On 11th November 1918, one of the most devastating wars in history came to an end. Once the fighting ceased, the work of the Commonwealth War Graves Commission began. We undertook the mammoth task of commemorating the Empire’s dead across the globe.
The general public in Britain and across the Commonwealth struggled to comprehend the nature and scale of death during the First World War. A vast number of bodies needed to be buried, yet there were many thousands more who lay undiscovered or who no longer had intact bodies that could ever be found.
Even the authorities were not prepared for the practicalities of dealing with the dead: there was no formal process of ordering or recording burials, resulting in many isolated graves and small makeshift cemeteries with temporary markers. Furthermore, at the outset of the war no official organisation oversaw burials or the search for missing men and women.
From the outset, the Commission had to delicately negotiate relationships with the bereaved from across the UK and the world. We needed to arrange the practicalities of commemorating so many people, whilst ensuring that voices from different nations and communities were heard.
For the Commission, this involved a gradual shift from divided public opinion over our approach to a more general consensus of approval.
I had not thought death had undone so many.”
‘The Waste Land’ by T.S. Eliot, 1922
British Red Cross mobile ambulance unit on the Western Front. Photo: © IWM.
Burying the dead
In 1914 a mobile ambulance unit run by the British Red Cross arrived on the Western Front. It was headed by a former civil servant and journalist named Fabian Ware, who at 45 was too old to join the Army. Realising the improvised nature of burials and grave marking, Ware lobbied higher authorities to turn his unit into a dedicated team for the dead.
Once the War Office agreed, the unit was transferred from the Red Cross to the British Army and became known as the Graves Registration Commission (GRC). In 1916 the remit of the unit expanded to handle enquiries from bereaved relatives, changing its name again to the Directorate of Graves Registration and Enquiries (DGRE).
Members of the DGRE marking the position of a body found on the battlefield. © CWGC.
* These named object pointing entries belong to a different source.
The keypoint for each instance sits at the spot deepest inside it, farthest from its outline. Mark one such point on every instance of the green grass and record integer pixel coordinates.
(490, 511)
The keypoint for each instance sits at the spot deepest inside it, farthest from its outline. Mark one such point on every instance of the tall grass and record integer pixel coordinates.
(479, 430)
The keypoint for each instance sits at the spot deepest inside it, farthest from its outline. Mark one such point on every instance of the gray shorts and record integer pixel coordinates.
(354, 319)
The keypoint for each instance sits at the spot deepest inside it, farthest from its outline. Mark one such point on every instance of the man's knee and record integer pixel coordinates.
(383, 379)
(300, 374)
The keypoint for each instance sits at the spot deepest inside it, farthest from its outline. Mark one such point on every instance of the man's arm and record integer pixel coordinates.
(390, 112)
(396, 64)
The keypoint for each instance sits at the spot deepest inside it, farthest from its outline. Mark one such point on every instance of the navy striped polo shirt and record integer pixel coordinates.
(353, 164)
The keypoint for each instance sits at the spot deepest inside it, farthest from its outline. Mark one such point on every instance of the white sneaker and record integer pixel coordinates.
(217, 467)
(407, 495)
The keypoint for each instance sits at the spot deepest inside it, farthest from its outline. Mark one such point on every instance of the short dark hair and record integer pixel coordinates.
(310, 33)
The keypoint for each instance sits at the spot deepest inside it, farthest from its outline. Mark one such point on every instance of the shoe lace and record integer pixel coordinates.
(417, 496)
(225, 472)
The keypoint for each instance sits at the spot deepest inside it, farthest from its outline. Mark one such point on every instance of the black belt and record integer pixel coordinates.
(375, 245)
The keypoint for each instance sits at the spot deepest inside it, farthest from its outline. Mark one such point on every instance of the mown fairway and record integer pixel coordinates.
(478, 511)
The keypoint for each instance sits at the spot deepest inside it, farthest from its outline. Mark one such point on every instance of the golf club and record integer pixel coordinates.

As well as marking and recording existing graves, the DGRE was tasked with searching for missing bodies, moving isolated graves or burial plots to larger cemeteries (a process known as ‘concentration’), and trying to identify bodies that were found or disinterred. The former battlefields were painstakingly divided into grids to be searched. These annotated maps record the number of known burials and temporary grave markers, to help the teams to find and remove them for reburial in a cemetery. The blue numbers do not include existing cemeteries or unburied bodies.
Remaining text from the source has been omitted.